Examples of Dictionaries
Our first example is the most simple dicionary, an empty dictionary:
>>> empty = {}
>>> empty
{}
In honour to the patron saint of Python "Monty Python", we'll have now some special
food dictionaries. What's Python without "ham", "egg" and "spam"?
>>> food = {"ham" : "yes", "egg" : "yes", "spam" : "no" }
>>> food
{'egg': 'yes', 'ham': 'yes', 'spam': 'no'}
>>> food["spam"] = "yes"
>>> food
{'egg': 'yes', 'ham': 'yes', 'spam': 'yes'}
>>>
Our next example is a simple German-English dictionary:
en_de = {"red" : "rot", "green" : "grün", "blue" : "blau", "yellow":"gelb"}
print(en_de)
print(en_de["red"])
What about having another language dictionary, let's say German-English?
Now it's even possible to translate from English to French, even though we don't
have an English-French-dictionary. de_fr[en_de["red"]] gives us the French word
for "red", i.e. "rouge":
en_de = {"red" : "rot", "green" : "grün", "blue" : "blau", "yellow":"gelb"}
print(en_de)
print(en_de["red"])
de_fr = {"rot" : "rouge", "grün" : "vert", "blau" : "bleu", "gelb":"jaune"}
print("The French word for red is: " + de_fr[en_de["red"]])
The output of the previous script:
{'blue': 'blau', 'green': 'grün', 'yellow': 'gelb', 'red': 'rot'}
rot
The French word for red is: rouge
We can use arbitrary types as values in a dictionary, but there is a restriction
for the keys. Only immutable data types can be used as keys, i.e. no lists or
dictionaries can be used:
If you use a mutable data type as a key, you get an error message:
>>> dic = { [1,2,3]:"abc"}
Traceback (most recent call last):
File "<stdin>", line 1, in <module>
TypeError: list objects are unhashable
Tuple as keys are okay, as you can see in the following example:
>>> dic = { (1,2,3):"abc", 3.1415:"abc"}
>>> dic
{(1, 2, 3): 'abc'}
Let's improve our examples with the natural language dictionaries a bit.
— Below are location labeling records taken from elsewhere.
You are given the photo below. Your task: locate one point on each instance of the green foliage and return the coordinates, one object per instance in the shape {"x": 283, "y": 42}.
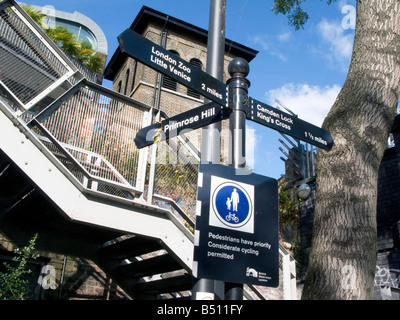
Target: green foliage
{"x": 65, "y": 39}
{"x": 13, "y": 282}
{"x": 292, "y": 9}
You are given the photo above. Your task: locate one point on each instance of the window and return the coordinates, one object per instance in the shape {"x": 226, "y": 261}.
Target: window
{"x": 133, "y": 77}
{"x": 196, "y": 64}
{"x": 168, "y": 82}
We create a
dictionary of dictionaries:
en_de = {"red" : "rot", "green" : "grün", "blue" : "blau", "yellow":"gelb"}
de_fr = {"rot" : "rouge", "grün" : "vert", "blau" : "bleu", "gelb":"jaune"}
dictionaries = {"en_de" : en_de, "de_fr" : de_fr }
print(dictionaries["de_fr"]["blau"])
Operators on Dictionaries
| Operator |
Explanation |
|---|---|
| len(d) |
returns the number of stored entries, i.e.
the number of (key,value) pairs. |
| del d[k] |
deletes the key k together with his value |
| k in d |
True, if a key k exists in the dictionary d |
| k not in d |
True, if a key k doesn't exist in the dictionary d |
pop() and popitem()
pop
Lists can be used as stacks and the operator pop() is used to take an element from the stack. So far, so good, for lists, but does it make sense to have a pop() method for dictionaries. After all a dict is not a sequence data type, i.e. there is no ordering and no indexing. Therefore, pop() is defined differently with dictionaries. Keys and values are implemented in an arbitrary order, which is not random, but depends on the implementation.If D is a dictionary, then D.pop(k) removes the key k with its value from the dictionary D and returns the corresponding value as the return value, i.e. D[k].
If the key is not found a KeyError is raised:
>>> en_de = {"Austria":"Vienna", "Switzerland":"Bern", "Germany":"Berlin", "Netherlands":"Amsterdam"}
>>> capitals = {"Austria":"Vienna", "Germany":"Berlin", "Netherlands":"Amsterdam"}>>> capital = capitals.pop("Austria")
>>> print(capital)
Vienna
>>> print(capitals)
{'Netherlands': 'Amsterdam', 'Germany': 'Berlin'}
>>> capital = capitals.pop("Switzerland")
Traceback (most recent call last):
File "<stdin>", line 1, in <module>
KeyError: 'Switzerland'
>>>
If we try to find out the capital of Switzerland in the previous example, we raise a KeyError.
To prevent these errors, there is an elegant way. The method pop() has an optional second parameter,
which can be used as a default value:
>>> capital = capitals.pop("Switzerland", "Bern")
>>> print(capital)
Bern
>>> capital = capitals.pop("France", "Paris")
>>> print(capital)
Paris
>>> capital = capitals.pop("Germany", "München")
>>> print(capital)
Berlin
>>>
popitem
popitem() is a method of dict, which doesn't take any parameter and removes and returns an arbitrary (key,value) pair as a 2-tuple. If popitem() is applied on an empty dictionary, a KeyError will be raised.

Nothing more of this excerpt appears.